Tencent is understandably opaque about its rules for catching bots to keep developers on their toes. But Jiarui has learned a few tricks from the app’s shopkeepers, such as using mobile data instead of wifi to send messages, and tying a bank card to the bot’s account.
“Do your best to mimic a real account,” she advises. Chatbots should follow brand accounts, have a profile picture, post on Moments, and both proactively and passively make friends on the app. “Ideally have your friends add you first. And try to have these friends comment on the content in your Moments,” she says.
At the moment, many WeChat bot developers rely on hacking the app’s web version. A quick search for “wechat bots” on Github pulls up multiple projects that can turn personal accounts into bots, such as WeChaty, the framework that Jiarui uses. However, that too has its limitations. Scraping the app’s web interface limits you to basic functions, such as sending messages and adding friends.
“Web WeChat is this crippled, semi-supported project by Tencent,” emphasizes Alex, a freelance web developer who would only disclose his first name. You can only do about a quarter of what you can do with the mobile app, excluding all the “interesting features,” he says.
“No hongbao […] and to re-login, you need to scan a QR code with phone,” Alex adds.
Nevertheless, the commercial potential of chatbots has startups like Urbem, a WeChat-based restaurant recommendation and deals startup, interested in the technology. The startup’s account is already staffed with a bot that navigates Urbem’s database to recommend restaurants to its users.
Urbem sees friendly chatbots as a way to generate leads from the various food groups it manages on WeChat.
“We want to link this bot to the bot from our [brand] account’s knowledge base,” explains Steven Chen, founder and CEO of Urbem. “Then this bot [will be] interesting and knowledgeable, and people follow the bot.”
“Eventually, we would convert them to our WeChat account, so they can pay to be a member. That’s how we generate revenue,” he says.

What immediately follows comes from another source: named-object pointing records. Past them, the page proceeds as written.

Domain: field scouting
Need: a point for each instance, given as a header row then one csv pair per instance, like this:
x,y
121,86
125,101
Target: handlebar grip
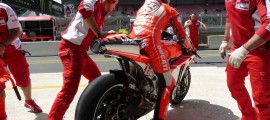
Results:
x,y
196,54
17,93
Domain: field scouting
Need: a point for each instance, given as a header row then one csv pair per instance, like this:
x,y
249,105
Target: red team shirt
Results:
x,y
239,14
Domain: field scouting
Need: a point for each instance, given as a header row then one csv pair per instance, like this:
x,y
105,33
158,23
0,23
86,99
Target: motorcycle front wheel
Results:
x,y
103,99
181,88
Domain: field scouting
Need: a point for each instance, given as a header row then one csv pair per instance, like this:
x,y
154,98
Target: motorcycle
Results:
x,y
131,92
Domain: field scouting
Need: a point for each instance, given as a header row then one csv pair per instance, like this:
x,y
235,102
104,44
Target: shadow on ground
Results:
x,y
200,110
41,116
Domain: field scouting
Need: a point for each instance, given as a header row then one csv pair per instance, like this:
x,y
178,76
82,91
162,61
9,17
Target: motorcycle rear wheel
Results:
x,y
103,99
181,88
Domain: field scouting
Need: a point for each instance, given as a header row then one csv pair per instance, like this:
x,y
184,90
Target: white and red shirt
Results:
x,y
248,17
193,29
78,32
152,18
8,20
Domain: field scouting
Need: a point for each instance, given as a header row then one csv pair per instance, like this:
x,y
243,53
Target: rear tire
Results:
x,y
104,98
181,88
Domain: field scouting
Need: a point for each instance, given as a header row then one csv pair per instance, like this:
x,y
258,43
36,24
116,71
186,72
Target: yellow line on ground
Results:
x,y
45,87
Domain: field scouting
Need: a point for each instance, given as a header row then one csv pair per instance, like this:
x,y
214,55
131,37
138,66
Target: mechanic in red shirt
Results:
x,y
192,26
83,29
249,55
151,19
11,53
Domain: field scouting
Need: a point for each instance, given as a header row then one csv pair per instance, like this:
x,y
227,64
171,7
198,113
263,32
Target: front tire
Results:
x,y
181,88
103,99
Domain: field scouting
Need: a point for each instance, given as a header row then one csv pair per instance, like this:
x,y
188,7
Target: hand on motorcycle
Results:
x,y
237,57
222,49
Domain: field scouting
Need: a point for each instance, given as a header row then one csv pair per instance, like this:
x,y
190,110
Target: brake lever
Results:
x,y
196,54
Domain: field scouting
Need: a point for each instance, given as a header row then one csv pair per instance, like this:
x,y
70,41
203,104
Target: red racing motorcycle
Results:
x,y
131,92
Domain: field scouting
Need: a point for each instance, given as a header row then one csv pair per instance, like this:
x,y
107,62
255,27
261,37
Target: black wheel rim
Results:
x,y
112,105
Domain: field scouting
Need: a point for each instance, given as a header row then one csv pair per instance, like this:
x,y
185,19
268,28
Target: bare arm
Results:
x,y
224,45
205,27
254,42
227,32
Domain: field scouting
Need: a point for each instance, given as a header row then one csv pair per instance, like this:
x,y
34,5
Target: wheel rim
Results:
x,y
112,104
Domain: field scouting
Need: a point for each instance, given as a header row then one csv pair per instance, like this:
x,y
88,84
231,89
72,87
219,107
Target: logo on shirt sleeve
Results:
x,y
242,4
2,21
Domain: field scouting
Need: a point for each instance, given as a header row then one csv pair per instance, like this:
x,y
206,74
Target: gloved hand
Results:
x,y
222,49
237,57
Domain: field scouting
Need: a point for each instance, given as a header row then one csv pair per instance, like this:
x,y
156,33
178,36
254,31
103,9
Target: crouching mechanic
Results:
x,y
85,27
11,53
151,19
250,54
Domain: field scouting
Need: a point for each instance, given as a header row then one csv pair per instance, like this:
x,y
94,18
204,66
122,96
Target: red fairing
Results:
x,y
171,49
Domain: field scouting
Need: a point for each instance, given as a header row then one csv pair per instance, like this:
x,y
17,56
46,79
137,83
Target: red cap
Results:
x,y
111,1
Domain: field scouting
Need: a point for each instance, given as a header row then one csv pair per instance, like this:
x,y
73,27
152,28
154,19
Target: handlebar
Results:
x,y
196,54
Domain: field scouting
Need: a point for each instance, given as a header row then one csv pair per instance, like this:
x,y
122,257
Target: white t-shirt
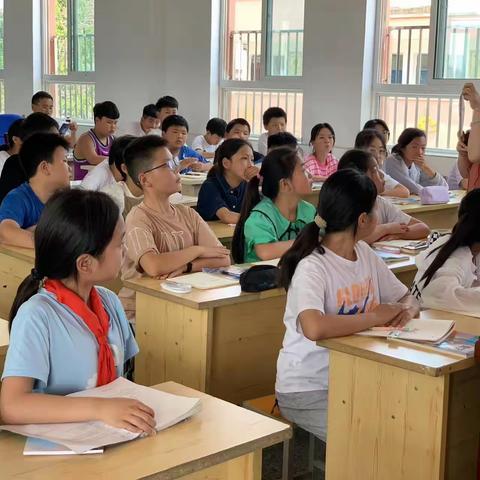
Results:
x,y
332,285
263,143
3,158
387,212
99,177
200,145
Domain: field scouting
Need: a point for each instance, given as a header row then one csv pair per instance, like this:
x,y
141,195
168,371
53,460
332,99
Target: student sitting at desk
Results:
x,y
163,240
269,223
240,128
14,137
175,131
44,159
207,144
448,271
336,285
93,146
407,163
68,335
374,142
392,223
13,174
125,193
221,194
106,172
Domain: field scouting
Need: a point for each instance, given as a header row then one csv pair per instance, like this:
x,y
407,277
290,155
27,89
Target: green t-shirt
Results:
x,y
266,224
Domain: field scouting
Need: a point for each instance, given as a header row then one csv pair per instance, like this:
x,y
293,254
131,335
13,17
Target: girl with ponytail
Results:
x,y
273,212
66,334
448,275
336,285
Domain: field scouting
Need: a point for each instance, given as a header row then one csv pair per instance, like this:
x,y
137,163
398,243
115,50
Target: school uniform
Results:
x,y
215,193
332,285
54,346
186,152
99,177
22,206
411,177
455,285
266,224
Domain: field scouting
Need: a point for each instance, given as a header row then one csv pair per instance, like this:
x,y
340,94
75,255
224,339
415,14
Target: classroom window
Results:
x,y
69,56
458,39
285,37
263,43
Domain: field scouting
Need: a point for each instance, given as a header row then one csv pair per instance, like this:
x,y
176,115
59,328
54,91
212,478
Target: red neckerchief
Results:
x,y
97,320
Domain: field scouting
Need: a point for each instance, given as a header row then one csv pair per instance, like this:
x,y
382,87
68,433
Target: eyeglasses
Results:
x,y
168,164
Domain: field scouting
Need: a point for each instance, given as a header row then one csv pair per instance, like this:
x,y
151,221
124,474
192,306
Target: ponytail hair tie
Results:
x,y
321,224
36,275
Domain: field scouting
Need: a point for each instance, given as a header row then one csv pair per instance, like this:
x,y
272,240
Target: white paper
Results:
x,y
81,437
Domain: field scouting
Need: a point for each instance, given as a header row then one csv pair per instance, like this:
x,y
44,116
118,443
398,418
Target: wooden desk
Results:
x,y
223,441
223,231
220,341
402,412
15,264
442,216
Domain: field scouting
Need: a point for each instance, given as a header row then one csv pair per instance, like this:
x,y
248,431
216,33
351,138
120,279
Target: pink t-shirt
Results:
x,y
316,169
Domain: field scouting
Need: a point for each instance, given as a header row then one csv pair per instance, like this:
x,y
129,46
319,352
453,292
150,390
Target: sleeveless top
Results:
x,y
100,149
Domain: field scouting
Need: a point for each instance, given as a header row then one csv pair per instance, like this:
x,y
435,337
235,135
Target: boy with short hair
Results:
x,y
274,121
163,240
43,102
166,106
207,144
175,130
12,173
43,157
94,146
240,128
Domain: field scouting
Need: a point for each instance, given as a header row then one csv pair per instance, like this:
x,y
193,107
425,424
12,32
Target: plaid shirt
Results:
x,y
317,170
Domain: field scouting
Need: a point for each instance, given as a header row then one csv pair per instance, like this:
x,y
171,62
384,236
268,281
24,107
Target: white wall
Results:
x,y
149,48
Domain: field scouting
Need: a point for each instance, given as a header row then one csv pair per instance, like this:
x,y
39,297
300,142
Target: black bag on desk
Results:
x,y
259,278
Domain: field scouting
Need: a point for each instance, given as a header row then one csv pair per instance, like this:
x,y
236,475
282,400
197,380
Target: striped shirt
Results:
x,y
317,169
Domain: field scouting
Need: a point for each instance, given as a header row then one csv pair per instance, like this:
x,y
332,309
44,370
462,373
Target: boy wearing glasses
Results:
x,y
163,240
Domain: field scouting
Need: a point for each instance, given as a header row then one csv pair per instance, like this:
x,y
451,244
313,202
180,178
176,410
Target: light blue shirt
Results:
x,y
54,346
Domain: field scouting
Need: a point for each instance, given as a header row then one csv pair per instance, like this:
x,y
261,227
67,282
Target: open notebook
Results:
x,y
81,437
424,331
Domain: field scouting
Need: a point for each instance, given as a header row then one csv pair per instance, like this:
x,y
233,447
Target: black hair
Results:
x,y
174,121
150,111
366,137
316,130
226,150
166,102
237,121
138,155
15,130
216,126
106,109
74,222
344,196
465,233
278,164
37,122
281,139
40,96
117,150
356,159
38,148
273,112
374,122
406,137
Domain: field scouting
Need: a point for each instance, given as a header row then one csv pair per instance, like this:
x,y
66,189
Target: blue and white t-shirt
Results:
x,y
54,346
22,206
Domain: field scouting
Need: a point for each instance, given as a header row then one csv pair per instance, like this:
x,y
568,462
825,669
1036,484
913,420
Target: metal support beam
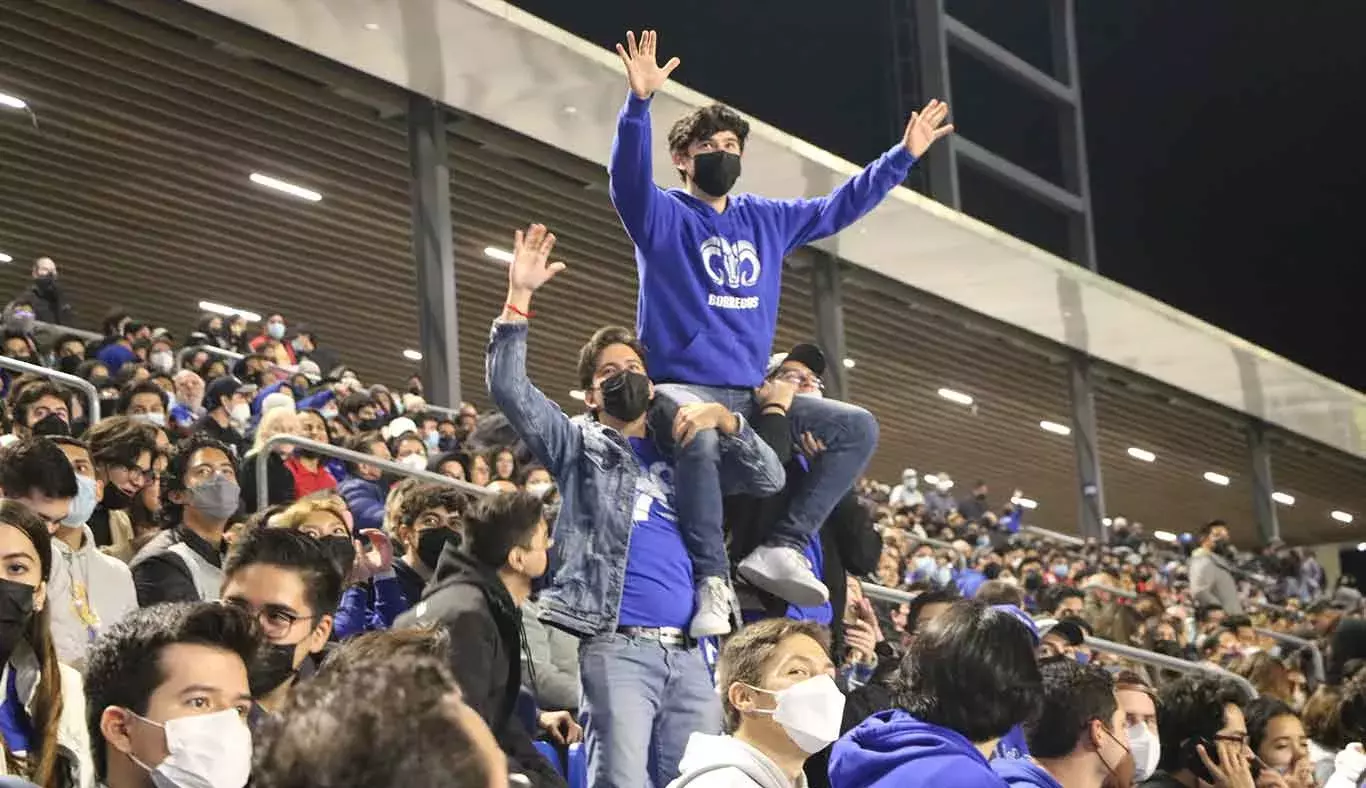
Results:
x,y
1264,508
828,305
433,250
1088,448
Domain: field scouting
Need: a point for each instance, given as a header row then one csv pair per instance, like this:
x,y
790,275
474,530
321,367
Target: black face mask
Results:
x,y
273,665
626,395
432,542
51,425
15,613
716,172
342,551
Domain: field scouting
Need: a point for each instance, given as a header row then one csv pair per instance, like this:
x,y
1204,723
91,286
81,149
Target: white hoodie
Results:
x,y
727,762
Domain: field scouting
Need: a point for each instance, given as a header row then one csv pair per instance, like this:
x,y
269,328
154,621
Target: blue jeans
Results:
x,y
642,701
702,474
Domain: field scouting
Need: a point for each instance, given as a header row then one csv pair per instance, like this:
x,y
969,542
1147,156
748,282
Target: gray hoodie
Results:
x,y
727,762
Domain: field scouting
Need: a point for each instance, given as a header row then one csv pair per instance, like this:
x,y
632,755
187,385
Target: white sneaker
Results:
x,y
715,604
786,574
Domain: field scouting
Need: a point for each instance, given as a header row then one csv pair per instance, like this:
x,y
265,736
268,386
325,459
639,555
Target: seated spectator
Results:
x,y
377,710
200,495
279,480
291,586
167,694
37,474
43,712
365,488
967,679
89,592
227,413
1204,735
1078,738
779,706
123,452
429,518
476,594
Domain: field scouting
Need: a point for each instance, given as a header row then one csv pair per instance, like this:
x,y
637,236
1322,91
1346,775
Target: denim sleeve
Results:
x,y
765,474
538,421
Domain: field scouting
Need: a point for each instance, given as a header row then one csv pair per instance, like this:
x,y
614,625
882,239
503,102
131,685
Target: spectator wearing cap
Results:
x,y
227,413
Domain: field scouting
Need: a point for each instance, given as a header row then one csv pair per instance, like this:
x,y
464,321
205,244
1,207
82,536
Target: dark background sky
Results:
x,y
1224,135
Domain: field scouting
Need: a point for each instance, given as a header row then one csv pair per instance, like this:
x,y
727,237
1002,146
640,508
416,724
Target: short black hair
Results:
x,y
497,523
174,478
124,665
1191,709
1074,694
704,123
36,465
603,339
973,671
294,551
387,721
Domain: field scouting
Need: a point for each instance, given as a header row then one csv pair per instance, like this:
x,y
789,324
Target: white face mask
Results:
x,y
205,751
1146,751
809,710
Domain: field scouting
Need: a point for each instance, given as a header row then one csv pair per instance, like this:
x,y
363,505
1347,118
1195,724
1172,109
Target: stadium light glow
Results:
x,y
1055,428
499,254
228,310
293,190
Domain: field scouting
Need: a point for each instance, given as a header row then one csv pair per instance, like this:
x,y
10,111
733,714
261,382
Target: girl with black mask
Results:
x,y
41,728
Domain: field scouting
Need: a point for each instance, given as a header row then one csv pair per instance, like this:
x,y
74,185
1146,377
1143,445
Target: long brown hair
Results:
x,y
47,704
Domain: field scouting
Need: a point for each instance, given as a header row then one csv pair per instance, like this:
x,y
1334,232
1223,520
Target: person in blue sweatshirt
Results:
x,y
969,676
711,269
1078,739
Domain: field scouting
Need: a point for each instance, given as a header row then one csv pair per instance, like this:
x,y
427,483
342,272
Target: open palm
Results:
x,y
926,126
642,68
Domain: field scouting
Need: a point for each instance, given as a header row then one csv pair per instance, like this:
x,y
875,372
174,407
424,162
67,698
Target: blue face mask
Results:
x,y
84,504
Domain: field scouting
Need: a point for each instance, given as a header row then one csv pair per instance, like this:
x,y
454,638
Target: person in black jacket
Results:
x,y
476,593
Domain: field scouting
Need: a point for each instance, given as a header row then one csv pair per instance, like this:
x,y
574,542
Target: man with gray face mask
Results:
x,y
200,495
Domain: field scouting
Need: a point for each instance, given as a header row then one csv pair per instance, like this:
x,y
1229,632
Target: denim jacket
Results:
x,y
596,473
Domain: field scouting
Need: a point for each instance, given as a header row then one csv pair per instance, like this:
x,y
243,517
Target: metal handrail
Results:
x,y
92,394
1316,656
261,456
1168,663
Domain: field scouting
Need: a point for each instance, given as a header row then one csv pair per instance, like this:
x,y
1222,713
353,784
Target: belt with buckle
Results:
x,y
665,635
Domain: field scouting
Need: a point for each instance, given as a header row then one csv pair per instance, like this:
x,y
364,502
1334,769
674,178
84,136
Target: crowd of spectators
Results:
x,y
690,583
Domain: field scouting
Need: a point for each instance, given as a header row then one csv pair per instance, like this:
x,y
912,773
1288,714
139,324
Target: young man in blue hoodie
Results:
x,y
1078,738
711,271
969,676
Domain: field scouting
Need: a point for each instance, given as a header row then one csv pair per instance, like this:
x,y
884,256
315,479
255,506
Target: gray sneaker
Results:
x,y
786,574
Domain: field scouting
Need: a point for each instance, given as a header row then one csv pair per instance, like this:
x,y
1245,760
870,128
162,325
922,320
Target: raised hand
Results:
x,y
530,253
642,70
926,126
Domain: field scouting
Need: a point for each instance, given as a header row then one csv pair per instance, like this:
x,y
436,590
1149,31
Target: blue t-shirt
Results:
x,y
659,572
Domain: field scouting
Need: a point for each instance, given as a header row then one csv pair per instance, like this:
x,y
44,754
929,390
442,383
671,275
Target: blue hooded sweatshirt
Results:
x,y
1022,773
711,282
895,750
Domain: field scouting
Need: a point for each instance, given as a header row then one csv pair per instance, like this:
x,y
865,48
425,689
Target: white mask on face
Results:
x,y
809,712
1146,751
205,751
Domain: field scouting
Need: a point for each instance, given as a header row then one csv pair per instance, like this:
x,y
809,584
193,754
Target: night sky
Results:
x,y
1224,137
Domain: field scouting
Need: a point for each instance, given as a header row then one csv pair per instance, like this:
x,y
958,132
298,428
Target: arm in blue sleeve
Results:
x,y
353,613
389,601
644,208
540,422
814,219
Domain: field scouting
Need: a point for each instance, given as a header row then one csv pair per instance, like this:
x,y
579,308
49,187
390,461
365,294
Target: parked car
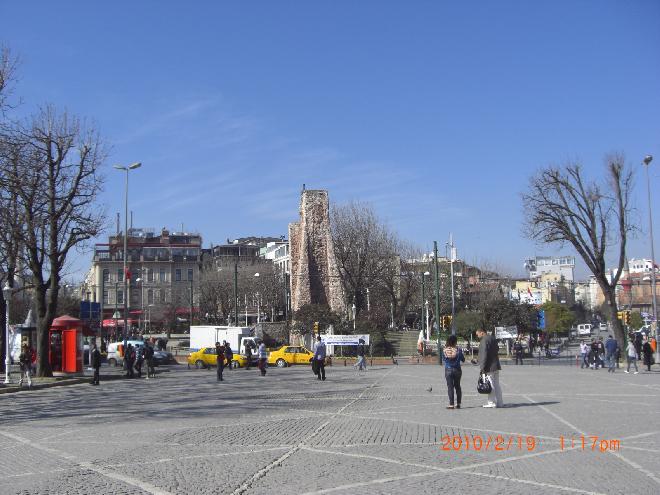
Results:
x,y
288,355
206,357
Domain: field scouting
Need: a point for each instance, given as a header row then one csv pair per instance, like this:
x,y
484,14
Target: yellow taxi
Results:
x,y
206,357
288,355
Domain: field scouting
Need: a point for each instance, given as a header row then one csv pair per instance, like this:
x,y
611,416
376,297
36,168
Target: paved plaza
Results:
x,y
381,431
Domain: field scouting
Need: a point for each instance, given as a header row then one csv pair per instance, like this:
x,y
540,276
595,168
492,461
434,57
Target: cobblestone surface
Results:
x,y
374,432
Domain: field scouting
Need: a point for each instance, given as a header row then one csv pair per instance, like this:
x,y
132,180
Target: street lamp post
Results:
x,y
353,309
6,292
647,162
126,169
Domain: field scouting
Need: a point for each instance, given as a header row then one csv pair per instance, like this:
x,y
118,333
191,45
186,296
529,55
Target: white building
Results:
x,y
562,266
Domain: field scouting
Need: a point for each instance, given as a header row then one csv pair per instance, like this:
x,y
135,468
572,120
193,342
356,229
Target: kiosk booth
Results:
x,y
66,345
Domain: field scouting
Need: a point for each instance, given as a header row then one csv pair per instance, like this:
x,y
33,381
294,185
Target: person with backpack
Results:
x,y
149,358
612,346
631,355
96,364
518,350
220,359
263,359
26,366
584,353
453,356
139,359
229,355
362,361
489,364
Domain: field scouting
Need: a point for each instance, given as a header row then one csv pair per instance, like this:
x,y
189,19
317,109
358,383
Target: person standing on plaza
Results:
x,y
319,358
593,354
647,351
263,358
489,364
139,359
129,359
220,359
229,355
631,355
149,358
96,364
584,353
518,350
611,347
452,357
26,366
601,352
362,361
248,356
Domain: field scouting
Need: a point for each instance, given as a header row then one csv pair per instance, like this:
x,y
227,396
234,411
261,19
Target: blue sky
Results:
x,y
434,112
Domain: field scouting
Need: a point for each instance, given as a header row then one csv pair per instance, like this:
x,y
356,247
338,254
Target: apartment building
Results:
x,y
163,269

Given Tencent’s unforgiving stance towards rogue bots leaping into your messages, it’s uncertain how these bots, even those that have a positive impact or fulfill legitimate needs, will develop on the social network. Allowing unofficial bots to thrive on WeChat opens a Pandora’s box of possibilities, including AI of the Cara ilk. For now, bot developers will have to work hard to build increasingly human-like and believable messaging bots to slip under Tencent’s radar.